Darwin Defeats God in Latest Kansas Bout

The same board that voted against Darwin and in favor of God in 2005 is now trying to remove God and religion from schools.

Charles Darwin: The Winner!The recurring science-religion clash has erupted again in (where else) Kansas - the geographic center of the lower 48 states, and the very same state that previously ruled that scientific evidence for the evolutionn is “too scarce” to be the primary theory taught by educators.

Kansas’ Department of Education approved new, evolution-friendly science standards with a 6-4 vote last week, replacing ones that questioned the theory and had the support of “intelligent design” advocates.

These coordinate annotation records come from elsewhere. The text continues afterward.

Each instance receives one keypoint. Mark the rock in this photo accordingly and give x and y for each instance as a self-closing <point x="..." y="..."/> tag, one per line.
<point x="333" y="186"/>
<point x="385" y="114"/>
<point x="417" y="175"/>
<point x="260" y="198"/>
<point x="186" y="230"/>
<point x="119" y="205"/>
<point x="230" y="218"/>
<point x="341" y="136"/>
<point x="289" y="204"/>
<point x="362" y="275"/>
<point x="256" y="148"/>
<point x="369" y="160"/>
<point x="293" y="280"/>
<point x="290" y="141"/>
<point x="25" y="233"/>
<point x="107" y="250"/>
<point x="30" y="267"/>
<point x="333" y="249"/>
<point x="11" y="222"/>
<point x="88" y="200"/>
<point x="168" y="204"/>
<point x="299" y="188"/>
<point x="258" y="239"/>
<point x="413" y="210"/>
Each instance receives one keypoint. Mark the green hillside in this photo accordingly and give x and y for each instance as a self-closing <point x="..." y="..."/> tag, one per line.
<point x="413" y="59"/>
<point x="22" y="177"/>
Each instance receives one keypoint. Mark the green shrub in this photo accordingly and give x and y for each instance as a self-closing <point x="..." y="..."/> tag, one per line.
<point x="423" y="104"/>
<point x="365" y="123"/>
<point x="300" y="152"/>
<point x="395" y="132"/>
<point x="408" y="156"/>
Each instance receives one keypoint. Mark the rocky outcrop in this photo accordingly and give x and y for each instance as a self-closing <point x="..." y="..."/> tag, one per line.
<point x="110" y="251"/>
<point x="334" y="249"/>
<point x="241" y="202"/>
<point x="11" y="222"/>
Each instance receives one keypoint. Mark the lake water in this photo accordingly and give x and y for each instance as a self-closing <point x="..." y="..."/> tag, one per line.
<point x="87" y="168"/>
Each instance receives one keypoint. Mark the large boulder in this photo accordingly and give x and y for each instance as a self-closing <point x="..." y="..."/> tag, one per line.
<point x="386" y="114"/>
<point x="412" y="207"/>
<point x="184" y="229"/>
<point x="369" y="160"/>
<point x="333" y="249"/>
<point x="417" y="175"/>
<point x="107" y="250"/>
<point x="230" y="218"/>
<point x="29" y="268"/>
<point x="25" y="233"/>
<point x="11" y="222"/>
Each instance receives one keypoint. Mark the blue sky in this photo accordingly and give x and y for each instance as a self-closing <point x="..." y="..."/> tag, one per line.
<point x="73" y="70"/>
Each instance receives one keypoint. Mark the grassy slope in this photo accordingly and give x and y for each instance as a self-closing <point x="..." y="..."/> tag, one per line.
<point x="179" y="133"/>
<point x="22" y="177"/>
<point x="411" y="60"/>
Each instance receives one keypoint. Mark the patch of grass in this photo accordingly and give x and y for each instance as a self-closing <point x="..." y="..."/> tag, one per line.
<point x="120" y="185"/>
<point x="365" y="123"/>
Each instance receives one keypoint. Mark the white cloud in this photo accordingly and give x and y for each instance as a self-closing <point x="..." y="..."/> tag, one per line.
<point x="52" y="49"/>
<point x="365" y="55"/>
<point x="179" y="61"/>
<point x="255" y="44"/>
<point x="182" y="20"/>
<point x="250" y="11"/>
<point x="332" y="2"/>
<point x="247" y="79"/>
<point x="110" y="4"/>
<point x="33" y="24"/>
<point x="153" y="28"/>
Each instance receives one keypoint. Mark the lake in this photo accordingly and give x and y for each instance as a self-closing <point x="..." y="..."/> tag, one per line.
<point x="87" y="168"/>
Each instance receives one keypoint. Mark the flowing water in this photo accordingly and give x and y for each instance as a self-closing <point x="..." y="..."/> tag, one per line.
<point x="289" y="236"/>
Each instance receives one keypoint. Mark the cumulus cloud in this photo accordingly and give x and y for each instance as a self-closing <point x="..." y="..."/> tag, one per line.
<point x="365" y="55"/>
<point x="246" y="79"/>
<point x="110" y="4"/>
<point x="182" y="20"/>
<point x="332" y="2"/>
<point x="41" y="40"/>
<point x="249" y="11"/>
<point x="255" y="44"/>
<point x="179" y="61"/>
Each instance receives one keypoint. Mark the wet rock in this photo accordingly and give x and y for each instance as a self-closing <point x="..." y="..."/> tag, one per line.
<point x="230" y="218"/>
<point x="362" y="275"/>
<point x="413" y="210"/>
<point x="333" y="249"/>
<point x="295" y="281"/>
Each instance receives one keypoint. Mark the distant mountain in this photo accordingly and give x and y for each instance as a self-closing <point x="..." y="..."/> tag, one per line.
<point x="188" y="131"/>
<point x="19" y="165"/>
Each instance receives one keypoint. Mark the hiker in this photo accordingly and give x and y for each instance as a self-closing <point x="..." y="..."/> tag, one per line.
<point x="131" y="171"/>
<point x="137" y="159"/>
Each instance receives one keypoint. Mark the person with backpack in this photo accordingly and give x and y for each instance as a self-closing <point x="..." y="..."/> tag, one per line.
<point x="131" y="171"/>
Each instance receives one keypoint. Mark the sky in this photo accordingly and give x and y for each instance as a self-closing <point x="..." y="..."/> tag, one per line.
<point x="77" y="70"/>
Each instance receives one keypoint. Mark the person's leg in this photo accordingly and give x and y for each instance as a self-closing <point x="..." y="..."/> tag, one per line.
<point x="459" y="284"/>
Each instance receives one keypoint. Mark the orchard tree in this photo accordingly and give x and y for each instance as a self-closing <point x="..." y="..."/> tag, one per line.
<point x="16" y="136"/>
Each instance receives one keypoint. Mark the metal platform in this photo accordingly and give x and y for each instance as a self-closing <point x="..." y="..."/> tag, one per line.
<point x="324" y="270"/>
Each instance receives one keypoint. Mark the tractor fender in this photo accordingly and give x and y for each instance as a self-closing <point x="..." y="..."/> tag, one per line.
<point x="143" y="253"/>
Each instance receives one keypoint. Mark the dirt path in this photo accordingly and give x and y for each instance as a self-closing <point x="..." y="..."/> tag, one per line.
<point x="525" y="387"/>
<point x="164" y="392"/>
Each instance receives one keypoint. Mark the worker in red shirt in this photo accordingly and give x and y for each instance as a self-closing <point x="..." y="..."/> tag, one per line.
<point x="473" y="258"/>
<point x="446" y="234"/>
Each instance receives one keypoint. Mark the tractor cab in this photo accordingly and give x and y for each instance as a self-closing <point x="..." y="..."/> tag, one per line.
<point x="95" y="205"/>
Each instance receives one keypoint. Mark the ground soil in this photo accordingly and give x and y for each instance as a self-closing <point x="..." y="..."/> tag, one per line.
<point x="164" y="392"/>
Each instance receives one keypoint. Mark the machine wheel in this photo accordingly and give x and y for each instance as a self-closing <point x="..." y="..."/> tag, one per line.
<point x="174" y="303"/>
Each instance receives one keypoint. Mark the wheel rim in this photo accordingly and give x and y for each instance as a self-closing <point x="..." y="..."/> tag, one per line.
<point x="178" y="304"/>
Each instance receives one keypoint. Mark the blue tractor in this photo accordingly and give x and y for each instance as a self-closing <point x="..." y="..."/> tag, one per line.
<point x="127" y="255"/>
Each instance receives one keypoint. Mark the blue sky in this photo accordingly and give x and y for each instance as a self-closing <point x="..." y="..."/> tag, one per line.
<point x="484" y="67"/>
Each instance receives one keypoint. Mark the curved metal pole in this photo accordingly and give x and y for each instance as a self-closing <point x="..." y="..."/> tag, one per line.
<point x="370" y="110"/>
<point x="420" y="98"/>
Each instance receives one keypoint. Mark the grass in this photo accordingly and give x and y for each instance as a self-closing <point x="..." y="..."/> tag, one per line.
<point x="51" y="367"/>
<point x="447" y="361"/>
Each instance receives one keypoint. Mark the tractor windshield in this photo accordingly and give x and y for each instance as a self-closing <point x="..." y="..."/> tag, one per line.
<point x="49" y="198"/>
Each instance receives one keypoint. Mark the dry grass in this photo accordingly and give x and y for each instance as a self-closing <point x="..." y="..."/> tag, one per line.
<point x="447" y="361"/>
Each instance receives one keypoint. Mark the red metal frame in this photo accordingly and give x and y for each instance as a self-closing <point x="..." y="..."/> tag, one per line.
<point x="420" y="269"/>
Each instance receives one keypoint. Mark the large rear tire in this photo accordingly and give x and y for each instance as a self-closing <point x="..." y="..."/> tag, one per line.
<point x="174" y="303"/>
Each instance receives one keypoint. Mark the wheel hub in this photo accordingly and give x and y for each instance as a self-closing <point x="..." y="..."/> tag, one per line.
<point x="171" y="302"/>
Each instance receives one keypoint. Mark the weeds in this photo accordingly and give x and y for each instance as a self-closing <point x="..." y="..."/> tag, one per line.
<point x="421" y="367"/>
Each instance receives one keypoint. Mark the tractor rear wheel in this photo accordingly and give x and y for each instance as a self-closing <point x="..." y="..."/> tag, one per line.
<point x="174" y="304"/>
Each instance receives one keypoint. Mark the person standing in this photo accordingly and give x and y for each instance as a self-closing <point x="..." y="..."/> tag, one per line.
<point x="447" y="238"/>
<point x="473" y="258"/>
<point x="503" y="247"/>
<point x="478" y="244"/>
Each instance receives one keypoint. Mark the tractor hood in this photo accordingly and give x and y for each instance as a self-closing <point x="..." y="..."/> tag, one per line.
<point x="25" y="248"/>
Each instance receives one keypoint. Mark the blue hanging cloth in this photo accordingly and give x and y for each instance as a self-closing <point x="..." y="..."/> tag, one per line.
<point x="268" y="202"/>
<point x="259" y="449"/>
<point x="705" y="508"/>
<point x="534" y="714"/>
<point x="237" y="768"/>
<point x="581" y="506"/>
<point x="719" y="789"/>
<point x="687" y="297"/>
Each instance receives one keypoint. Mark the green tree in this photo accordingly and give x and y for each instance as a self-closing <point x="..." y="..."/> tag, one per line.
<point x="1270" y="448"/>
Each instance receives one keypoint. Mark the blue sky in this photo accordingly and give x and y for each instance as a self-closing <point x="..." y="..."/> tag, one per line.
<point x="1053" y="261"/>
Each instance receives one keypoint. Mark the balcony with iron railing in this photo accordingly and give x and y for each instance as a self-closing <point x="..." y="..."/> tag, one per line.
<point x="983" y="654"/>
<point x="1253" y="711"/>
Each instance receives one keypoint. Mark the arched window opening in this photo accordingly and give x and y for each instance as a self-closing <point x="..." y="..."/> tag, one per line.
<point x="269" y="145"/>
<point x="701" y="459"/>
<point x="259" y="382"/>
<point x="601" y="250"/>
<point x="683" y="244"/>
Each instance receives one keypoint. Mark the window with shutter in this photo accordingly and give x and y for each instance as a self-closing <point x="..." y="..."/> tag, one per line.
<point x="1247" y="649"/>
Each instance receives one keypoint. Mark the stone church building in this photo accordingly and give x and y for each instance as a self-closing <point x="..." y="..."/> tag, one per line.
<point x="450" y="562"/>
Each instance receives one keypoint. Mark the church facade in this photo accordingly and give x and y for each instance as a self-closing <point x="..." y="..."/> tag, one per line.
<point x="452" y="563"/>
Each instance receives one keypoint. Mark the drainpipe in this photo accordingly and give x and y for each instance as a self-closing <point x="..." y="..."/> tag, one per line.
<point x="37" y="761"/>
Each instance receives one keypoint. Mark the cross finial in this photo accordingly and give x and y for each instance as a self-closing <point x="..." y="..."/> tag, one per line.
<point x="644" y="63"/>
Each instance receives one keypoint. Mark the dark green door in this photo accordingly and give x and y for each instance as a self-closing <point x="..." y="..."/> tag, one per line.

The shift towards the evolution-friendly approach in Kansas schools is not the result of some scientific breakthrough, it’s merely the outcome of the elections that took place last year for the State Board of Education.

A coalition of moderate Republicans and Democrats decided it’s time to favor Darwin over God again, making this the fifth change in standards for Kansas schools in less than eight years.

Conservative Republicans, who recommended in 2005 that students should receive their tuition inside the “intelligent design” frame, said after last Tuesday’s vote they weren’t planning to reopen the debate even if elections go their way in 2008. But the state law will require another review of school standards by 2014.

In the meantime, Darwin’s newly acquired advantage against God is not that certain, with another change possible in the next few years in the Board.

“I think we’re good for two years,” said board member Janet Waugh, a Kansas City Democrat supporting the new standards. “Who knows what the election will hold in two years?”

The Board recommended deleting paragraphs that dealt with the evolution vs. creation problem, and allowing school manuals to include key terms from evolution theory that refer to the common origin of life on Earth and random mutations that lead to the appearance of new species.

The new standards reflect mainstream scientific views of evolution.

“There seems to be a pattern,” said board member Steve Abrams. “Anything that might question the veracity of evolution is deleted.”

The decision came one day after the 198th anniversary of Charles Darwin’s birth, which the University of Kansas celebrated with a costume party and an evolution theory-biased documentary called “Flock of Dodos.”

One wonders how Sen. Sam Brownback, who has declared his candidacy for the Republican nomination in the 2008 presidential race, feels about this.

We’re also curious as to whether we can circulate a petition to get the Church of the Flying Spaghetti Monster into the curriculum if Darwin happens to lose his bid for re-election.